ブロードキャスト・ニュース(1987年アメリカ)

Broadcast News

うん、素敵じゃないか。
最初に断言しておくと、この作品はホリー・ハンターの映画である。

映画の出来も素晴らしく、群を抜いた輝きを感じさせるが、
ジェーン役にホリー・ハンターをキャスティングしていなければ、映画はここまで輝かなかったかもしれません。

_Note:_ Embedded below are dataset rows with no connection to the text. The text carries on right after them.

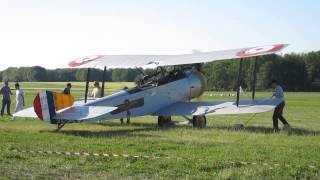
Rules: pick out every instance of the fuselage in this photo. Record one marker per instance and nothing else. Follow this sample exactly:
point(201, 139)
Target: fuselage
point(148, 99)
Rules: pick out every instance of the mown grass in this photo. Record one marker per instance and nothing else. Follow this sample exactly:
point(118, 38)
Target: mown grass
point(206, 153)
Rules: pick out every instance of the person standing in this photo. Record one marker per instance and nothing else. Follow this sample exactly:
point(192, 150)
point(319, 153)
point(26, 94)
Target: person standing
point(96, 92)
point(19, 98)
point(67, 90)
point(278, 111)
point(6, 98)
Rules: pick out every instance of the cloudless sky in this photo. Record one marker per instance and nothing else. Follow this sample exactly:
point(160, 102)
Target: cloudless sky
point(51, 33)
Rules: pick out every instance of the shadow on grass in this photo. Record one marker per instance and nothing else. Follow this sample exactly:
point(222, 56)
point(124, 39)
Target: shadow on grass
point(134, 131)
point(267, 130)
point(134, 124)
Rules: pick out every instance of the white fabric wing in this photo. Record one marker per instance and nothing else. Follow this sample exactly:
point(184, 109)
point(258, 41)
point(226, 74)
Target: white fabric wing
point(145, 61)
point(219, 108)
point(81, 113)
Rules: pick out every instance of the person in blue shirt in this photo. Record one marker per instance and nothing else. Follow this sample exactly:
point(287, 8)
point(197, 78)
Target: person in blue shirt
point(278, 111)
point(6, 98)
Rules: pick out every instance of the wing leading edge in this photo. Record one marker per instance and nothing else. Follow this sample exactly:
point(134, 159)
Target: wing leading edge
point(219, 108)
point(145, 61)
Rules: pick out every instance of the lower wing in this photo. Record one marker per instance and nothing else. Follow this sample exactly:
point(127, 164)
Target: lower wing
point(219, 108)
point(72, 114)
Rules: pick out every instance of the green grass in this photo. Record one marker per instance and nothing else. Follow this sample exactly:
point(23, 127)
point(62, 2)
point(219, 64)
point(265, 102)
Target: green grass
point(206, 153)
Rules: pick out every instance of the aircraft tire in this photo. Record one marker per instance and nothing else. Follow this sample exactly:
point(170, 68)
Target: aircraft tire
point(199, 122)
point(163, 120)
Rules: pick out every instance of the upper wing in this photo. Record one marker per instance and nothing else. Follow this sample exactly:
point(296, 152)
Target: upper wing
point(219, 108)
point(131, 61)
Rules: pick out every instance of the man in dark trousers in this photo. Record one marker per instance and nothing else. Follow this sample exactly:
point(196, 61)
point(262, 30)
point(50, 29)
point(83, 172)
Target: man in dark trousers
point(67, 89)
point(6, 98)
point(278, 111)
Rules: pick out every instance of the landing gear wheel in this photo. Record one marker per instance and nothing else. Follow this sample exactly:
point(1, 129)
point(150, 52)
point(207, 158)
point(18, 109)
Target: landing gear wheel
point(199, 121)
point(163, 120)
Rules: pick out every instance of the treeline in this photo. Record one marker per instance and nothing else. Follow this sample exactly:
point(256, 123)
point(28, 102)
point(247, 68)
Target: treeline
point(296, 72)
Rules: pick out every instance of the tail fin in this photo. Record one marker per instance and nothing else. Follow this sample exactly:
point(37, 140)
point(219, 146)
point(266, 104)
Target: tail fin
point(46, 103)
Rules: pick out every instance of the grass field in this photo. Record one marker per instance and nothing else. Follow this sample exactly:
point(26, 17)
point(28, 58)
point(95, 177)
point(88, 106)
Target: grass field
point(205, 153)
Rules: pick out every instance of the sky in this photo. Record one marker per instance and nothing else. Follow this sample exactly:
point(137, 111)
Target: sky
point(50, 33)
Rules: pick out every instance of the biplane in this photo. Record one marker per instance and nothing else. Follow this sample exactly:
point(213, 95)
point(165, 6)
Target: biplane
point(162, 94)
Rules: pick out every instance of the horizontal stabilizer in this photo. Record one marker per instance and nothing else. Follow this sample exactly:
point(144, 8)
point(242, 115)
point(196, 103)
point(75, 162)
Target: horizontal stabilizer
point(81, 113)
point(219, 108)
point(27, 113)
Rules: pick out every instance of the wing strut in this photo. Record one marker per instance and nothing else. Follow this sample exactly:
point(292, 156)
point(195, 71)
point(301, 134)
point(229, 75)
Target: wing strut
point(254, 78)
point(87, 86)
point(103, 80)
point(239, 80)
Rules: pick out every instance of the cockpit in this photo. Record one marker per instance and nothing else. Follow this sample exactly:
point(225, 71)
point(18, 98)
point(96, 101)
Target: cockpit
point(159, 77)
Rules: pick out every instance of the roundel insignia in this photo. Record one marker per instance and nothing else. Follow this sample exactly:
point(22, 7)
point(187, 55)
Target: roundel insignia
point(85, 60)
point(260, 50)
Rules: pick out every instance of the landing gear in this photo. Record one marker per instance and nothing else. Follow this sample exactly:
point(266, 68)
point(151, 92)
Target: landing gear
point(163, 120)
point(199, 121)
point(60, 125)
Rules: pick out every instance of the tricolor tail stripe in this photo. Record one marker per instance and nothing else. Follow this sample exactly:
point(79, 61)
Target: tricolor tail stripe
point(44, 106)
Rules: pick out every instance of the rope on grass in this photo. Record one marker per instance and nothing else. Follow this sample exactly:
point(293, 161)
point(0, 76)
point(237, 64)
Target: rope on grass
point(85, 154)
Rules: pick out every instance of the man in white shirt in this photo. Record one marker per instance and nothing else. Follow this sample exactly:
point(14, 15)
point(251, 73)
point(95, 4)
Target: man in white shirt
point(278, 111)
point(19, 98)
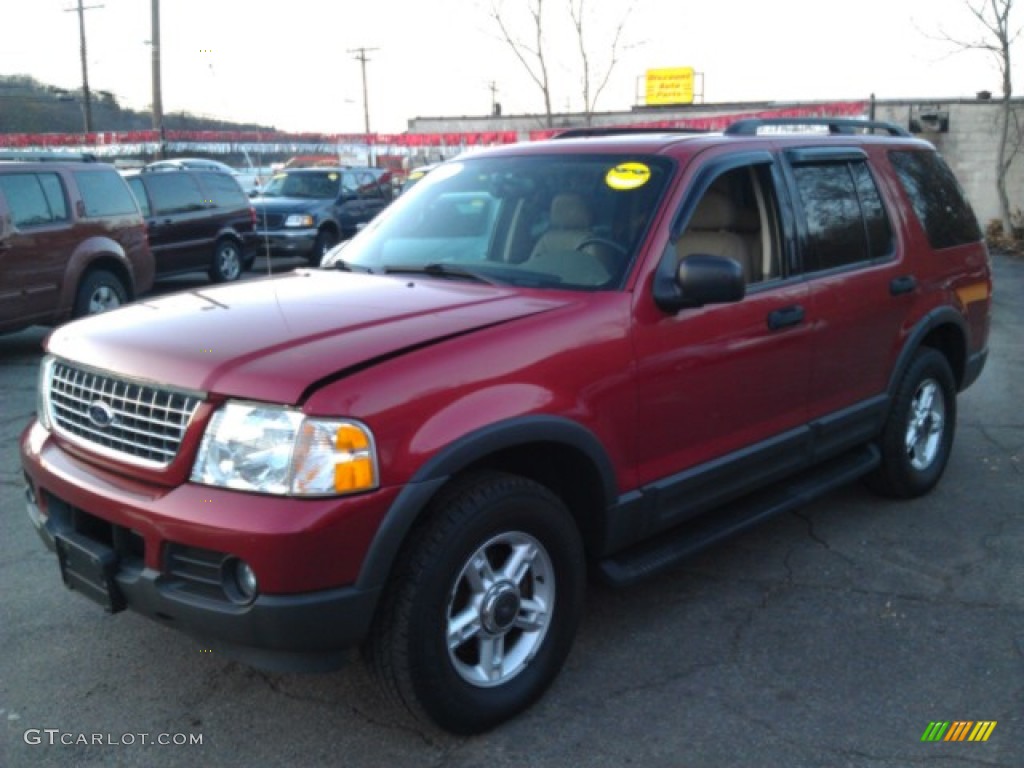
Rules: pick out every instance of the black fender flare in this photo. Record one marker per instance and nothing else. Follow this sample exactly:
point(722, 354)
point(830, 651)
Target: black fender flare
point(939, 316)
point(407, 508)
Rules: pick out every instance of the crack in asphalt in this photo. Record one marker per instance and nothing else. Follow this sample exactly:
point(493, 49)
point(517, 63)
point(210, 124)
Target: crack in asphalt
point(944, 599)
point(273, 683)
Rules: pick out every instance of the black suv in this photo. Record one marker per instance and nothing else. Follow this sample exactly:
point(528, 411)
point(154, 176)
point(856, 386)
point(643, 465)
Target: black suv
point(305, 211)
point(72, 241)
point(199, 220)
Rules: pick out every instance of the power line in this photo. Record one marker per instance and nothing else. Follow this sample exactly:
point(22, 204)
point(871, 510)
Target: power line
point(361, 58)
point(86, 100)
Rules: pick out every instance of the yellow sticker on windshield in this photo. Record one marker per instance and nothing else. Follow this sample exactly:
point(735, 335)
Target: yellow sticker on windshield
point(628, 176)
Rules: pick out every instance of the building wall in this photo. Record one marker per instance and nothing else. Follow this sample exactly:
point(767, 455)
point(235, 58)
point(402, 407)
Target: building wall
point(969, 143)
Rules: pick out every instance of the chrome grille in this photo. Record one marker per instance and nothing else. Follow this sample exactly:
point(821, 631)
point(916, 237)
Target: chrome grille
point(134, 421)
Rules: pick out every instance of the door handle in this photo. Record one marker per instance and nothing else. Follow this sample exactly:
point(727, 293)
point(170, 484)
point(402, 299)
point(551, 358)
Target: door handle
point(901, 285)
point(784, 317)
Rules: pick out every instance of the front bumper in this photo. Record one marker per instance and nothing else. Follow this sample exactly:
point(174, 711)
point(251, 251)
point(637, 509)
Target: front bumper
point(287, 242)
point(170, 553)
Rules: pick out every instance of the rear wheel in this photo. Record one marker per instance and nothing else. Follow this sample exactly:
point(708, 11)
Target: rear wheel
point(919, 433)
point(227, 261)
point(98, 292)
point(484, 604)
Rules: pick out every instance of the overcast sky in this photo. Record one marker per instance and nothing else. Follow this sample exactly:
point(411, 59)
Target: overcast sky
point(289, 62)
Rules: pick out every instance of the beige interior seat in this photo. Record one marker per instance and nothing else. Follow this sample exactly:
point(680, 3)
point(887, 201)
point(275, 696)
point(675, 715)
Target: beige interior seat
point(558, 253)
point(712, 230)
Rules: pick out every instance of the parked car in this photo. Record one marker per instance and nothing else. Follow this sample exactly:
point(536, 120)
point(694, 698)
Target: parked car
point(250, 179)
point(589, 354)
point(72, 242)
point(305, 211)
point(199, 220)
point(416, 175)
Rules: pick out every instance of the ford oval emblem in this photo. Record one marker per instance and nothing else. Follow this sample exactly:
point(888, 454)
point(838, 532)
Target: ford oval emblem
point(100, 415)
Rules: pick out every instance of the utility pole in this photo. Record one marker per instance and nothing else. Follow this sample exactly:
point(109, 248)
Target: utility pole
point(496, 108)
point(158, 93)
point(361, 58)
point(86, 98)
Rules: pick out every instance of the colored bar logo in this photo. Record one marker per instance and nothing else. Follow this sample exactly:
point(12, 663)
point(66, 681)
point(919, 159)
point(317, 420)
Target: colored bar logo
point(958, 730)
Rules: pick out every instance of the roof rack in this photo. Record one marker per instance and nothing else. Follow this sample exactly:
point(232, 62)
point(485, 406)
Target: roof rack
point(835, 125)
point(58, 157)
point(616, 130)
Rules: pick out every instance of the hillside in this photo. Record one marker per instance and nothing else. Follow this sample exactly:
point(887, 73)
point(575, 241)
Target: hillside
point(30, 107)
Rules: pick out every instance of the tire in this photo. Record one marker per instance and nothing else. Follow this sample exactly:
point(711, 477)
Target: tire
point(227, 261)
point(499, 567)
point(98, 292)
point(918, 436)
point(326, 240)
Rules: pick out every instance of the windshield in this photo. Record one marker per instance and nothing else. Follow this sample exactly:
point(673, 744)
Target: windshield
point(309, 184)
point(568, 221)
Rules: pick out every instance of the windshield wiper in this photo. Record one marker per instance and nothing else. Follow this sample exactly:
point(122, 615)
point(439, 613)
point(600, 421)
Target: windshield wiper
point(345, 266)
point(438, 269)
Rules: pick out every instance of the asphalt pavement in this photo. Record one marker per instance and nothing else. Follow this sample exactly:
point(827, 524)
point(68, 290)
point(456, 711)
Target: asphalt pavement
point(835, 636)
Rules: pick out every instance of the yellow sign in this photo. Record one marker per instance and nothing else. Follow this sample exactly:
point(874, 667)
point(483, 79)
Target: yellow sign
point(628, 176)
point(671, 86)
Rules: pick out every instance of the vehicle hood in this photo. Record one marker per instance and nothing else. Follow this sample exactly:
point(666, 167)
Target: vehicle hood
point(273, 339)
point(285, 205)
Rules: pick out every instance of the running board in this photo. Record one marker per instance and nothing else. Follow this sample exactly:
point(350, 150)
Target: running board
point(665, 551)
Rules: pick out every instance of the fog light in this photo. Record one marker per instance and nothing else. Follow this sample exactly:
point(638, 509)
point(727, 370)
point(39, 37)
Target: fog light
point(240, 581)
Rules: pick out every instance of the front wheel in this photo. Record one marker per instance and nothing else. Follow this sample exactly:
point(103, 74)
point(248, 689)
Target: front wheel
point(227, 261)
point(98, 292)
point(326, 240)
point(484, 605)
point(918, 436)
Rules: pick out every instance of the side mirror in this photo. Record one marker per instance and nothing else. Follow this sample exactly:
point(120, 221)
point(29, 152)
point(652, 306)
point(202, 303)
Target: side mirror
point(698, 280)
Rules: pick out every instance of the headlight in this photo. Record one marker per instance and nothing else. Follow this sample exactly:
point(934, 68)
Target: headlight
point(303, 220)
point(272, 450)
point(43, 391)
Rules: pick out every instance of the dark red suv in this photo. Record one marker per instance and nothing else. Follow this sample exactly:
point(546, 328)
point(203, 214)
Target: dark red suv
point(601, 351)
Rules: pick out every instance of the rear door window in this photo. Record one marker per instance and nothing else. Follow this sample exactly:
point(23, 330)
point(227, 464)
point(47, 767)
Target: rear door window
point(846, 221)
point(104, 194)
point(174, 193)
point(936, 198)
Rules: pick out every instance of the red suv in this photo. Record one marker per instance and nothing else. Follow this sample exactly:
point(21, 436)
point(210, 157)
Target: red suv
point(601, 351)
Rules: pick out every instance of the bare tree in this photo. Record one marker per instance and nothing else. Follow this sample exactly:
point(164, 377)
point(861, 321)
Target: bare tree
point(997, 37)
point(593, 84)
point(532, 55)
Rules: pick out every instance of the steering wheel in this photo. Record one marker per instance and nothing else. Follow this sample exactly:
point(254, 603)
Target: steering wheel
point(620, 249)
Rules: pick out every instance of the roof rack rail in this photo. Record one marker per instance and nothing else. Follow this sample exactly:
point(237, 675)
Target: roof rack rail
point(60, 157)
point(616, 130)
point(750, 126)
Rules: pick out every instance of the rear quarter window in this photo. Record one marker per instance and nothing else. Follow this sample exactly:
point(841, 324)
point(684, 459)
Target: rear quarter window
point(223, 190)
point(104, 194)
point(937, 198)
point(34, 199)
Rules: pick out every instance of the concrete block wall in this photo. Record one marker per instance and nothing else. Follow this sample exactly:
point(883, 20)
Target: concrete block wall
point(970, 146)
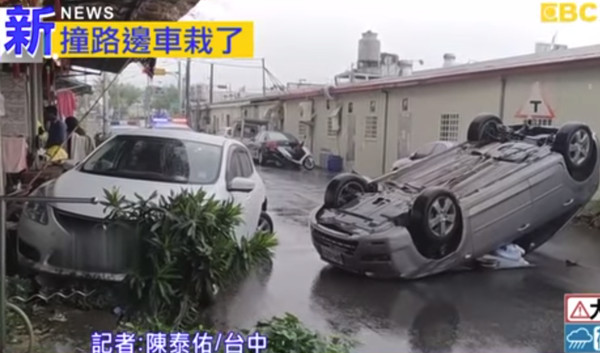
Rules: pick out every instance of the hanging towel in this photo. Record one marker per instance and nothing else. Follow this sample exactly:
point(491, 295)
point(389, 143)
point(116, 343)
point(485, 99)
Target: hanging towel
point(66, 103)
point(14, 154)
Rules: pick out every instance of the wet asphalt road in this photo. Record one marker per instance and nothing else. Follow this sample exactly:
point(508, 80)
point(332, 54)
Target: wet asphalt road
point(504, 311)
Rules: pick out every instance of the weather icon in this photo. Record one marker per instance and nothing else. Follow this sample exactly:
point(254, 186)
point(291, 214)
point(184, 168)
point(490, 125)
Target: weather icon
point(579, 338)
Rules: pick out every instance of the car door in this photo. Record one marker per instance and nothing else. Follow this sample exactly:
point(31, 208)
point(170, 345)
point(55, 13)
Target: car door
point(501, 214)
point(254, 144)
point(550, 197)
point(235, 169)
point(256, 197)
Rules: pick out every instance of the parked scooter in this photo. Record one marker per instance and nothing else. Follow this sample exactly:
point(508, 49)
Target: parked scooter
point(299, 156)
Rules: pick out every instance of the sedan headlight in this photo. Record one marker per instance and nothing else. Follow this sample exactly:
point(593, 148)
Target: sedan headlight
point(37, 211)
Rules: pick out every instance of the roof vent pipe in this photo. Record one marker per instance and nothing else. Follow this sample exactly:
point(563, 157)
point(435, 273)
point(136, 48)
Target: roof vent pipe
point(449, 59)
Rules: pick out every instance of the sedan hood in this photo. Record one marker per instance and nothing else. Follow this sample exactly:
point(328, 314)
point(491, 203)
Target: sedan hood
point(79, 184)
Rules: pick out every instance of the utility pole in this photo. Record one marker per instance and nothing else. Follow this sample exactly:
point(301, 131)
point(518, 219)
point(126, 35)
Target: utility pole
point(179, 85)
point(264, 78)
point(211, 83)
point(187, 87)
point(104, 106)
point(117, 104)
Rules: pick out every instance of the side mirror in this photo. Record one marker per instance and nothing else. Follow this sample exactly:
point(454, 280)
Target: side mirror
point(69, 164)
point(240, 184)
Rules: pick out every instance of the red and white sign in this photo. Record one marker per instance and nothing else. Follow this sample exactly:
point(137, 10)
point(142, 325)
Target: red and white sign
point(536, 107)
point(582, 307)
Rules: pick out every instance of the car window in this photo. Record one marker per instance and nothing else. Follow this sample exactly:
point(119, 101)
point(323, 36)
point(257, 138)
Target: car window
point(439, 148)
point(261, 137)
point(156, 158)
point(424, 150)
point(245, 163)
point(277, 136)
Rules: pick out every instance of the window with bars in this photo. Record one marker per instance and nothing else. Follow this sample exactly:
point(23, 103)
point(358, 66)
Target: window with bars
point(541, 122)
point(330, 131)
point(303, 130)
point(371, 127)
point(372, 106)
point(449, 127)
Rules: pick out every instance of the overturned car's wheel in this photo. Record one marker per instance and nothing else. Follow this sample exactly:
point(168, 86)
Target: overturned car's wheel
point(344, 188)
point(576, 144)
point(436, 223)
point(265, 223)
point(484, 128)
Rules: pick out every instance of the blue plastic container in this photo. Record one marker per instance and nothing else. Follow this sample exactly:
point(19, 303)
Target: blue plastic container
point(335, 164)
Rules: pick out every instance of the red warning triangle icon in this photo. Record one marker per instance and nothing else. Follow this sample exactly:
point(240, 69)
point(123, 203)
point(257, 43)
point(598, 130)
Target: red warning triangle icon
point(579, 312)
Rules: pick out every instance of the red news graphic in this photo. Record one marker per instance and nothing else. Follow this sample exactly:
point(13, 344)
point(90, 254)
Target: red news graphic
point(582, 307)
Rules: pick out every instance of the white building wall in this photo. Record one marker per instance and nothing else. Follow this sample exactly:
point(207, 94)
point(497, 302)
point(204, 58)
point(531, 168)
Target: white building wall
point(573, 95)
point(419, 124)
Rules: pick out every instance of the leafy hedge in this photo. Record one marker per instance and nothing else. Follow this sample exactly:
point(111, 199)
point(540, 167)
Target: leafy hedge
point(189, 249)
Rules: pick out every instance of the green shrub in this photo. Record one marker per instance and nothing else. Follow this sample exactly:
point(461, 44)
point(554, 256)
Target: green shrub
point(189, 250)
point(288, 334)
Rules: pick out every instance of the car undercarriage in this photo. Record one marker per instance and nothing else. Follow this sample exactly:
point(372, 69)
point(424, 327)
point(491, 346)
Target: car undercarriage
point(501, 194)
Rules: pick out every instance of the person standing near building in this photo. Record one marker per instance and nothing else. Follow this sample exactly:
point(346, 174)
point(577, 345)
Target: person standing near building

監督は83年、『愛と追憶の日々』で高く評価されたジェームズ・L・ブルックスで、
やはり彼は実に安定感ある構図で、丁寧に作られた映画を撮りますね。今となっては貴重なディレクターです。
ひょっとしたら本作は彼のベストワークではないでしょうか。『愛と追憶の日々』よりも、出来が良いと思います。
前述したホリー・ハンターは勿論のこと、他のキャスティングも機能的に絡み合ってて、凄く良い。
そんな中で更にホリー・ハンターが突出した魅力を持っているのだから、それはたいした演出だと思う。

映画の舞台はアメリカの首都、ワシントン。
赤字体質に悩まされるテレビ局の報道部に勤務する敏腕女性プロデューサーのジェーンは、
知識豊富なレポーターのアーロンと男女の友情関係を保ちながら、お互いに切磋琢磨し仕事をしていた。
キー局であるニューヨークの人気アンカーマン、ビルのニュース番組で幾多の活躍を重ねてきた2人の前に、
スポーツ部から移籍してきた上昇志向の強いトムが、ジェーンらと共にレポーターとして躍進的な活躍をし、
アーロンが憧れる地方局のアンカーマンに抜擢されたことから、3人の関係にヒビが入る・・・。

トムはスポーツ部から報道部へと移籍になった経歴をコンプレックスに抱え、
自ら「もっと勉強しなければならない」という事実を認めます。一方で、彼は出世のためならと、
何が何でもという気持ちで、あらゆることを吸収し、新たなチャレンジにも果敢に挑みます。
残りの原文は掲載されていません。